- Genre: Sitcom
- Created by: Jonathan Thake
- Directed by: Tristram Shapeero
- Starring: Iain Lee Simon Farnaby Adam Buxton Jarred Christmas Daisy Haggard
- Country of origin: United Kingdom
- Original language: English
- No. of series: 1
- No. of episodes: 6

Production
- Executive producers: Iain Morris Damon Beesley
- Running time: 30 minutes
- Production company: Bwark Productions

Original release
- Network: BBC Two
- Release: 13 January – 17 February 2010

= The Persuasionists =

British BBC TV sitcom 2010

The Persuasionists is a sitcom broadcast on BBC Two set in the world of advertising starring Iain Lee, Simon Farnaby, Adam Buxton, Jarred Christmas and Daisy Haggard, and featuring Natalie Gumede (amongst others). It was the sitcom writing debut for Jonathan Thake, best known until then for ‘the slag of all snacks’ campaign for Pot Noodle. The Persuasionists premiered on Wednesday 13 January 2010.

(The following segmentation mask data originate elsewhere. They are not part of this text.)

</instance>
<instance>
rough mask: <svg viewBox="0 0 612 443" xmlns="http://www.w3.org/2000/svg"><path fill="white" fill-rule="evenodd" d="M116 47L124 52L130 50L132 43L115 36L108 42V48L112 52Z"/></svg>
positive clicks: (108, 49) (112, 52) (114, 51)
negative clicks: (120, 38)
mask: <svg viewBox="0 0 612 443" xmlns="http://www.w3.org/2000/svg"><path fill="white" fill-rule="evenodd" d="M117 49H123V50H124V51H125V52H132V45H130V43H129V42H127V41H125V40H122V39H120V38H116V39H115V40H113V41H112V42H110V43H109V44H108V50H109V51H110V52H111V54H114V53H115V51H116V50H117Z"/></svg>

Bwark Productions (creators of The Inbetweeners) produced the series, Iain Morris and Damon Beesley were the executive producers and Tristram Shapeero directed. Andrew Collins acted as script editor.

==Synopsis==
The sitcom focuses on the lives of five overpaid and underworked employees at fictional advertising agency HHH&H.

==Reception==
The first episode received generally negative critical reviews from the press with critics suggesting that while the cast showed promise, they were let down by a poor script, bad direction and poor characterisations. Some held out hope that future episodes might improve; however, even after further airings, critical response remained negative, with heavy editing and excessive use of canned laughter blamed in part for the show 'not working'.

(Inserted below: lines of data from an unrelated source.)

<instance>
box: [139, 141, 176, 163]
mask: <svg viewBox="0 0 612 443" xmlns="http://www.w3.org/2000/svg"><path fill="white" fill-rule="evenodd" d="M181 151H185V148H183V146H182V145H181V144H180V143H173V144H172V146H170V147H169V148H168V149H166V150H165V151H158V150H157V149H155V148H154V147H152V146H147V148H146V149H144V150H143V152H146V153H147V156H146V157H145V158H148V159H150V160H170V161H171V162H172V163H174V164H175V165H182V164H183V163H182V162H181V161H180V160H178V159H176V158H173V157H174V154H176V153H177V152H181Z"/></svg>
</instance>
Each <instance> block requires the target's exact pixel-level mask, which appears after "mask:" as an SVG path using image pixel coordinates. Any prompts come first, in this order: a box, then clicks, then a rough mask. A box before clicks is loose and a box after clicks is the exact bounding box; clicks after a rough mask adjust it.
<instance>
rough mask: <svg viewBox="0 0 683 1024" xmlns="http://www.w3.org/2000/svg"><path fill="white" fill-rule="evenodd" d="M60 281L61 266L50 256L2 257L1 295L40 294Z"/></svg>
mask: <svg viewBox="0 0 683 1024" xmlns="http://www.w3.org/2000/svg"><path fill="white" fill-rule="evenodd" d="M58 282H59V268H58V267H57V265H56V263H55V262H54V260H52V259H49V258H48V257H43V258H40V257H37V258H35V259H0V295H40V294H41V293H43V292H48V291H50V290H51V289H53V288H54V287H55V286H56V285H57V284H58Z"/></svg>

Half-way through the series, the show was moved to a "graveyard" slot at 11.20pm, due to below-average ratings and poor reviews from the press and bloggers. It was not renewed for a second series.

==The Scum Also Rises==
The project began in 2007 as a pilot for BBC Three called "The Scum Also Rises", which starred Chris Barrie and Kevin Bishop. A second unbroadcast pilot was produced in 2008. The show had been through many changes by the time that the full series aired in 2010, including an almost complete re-cast.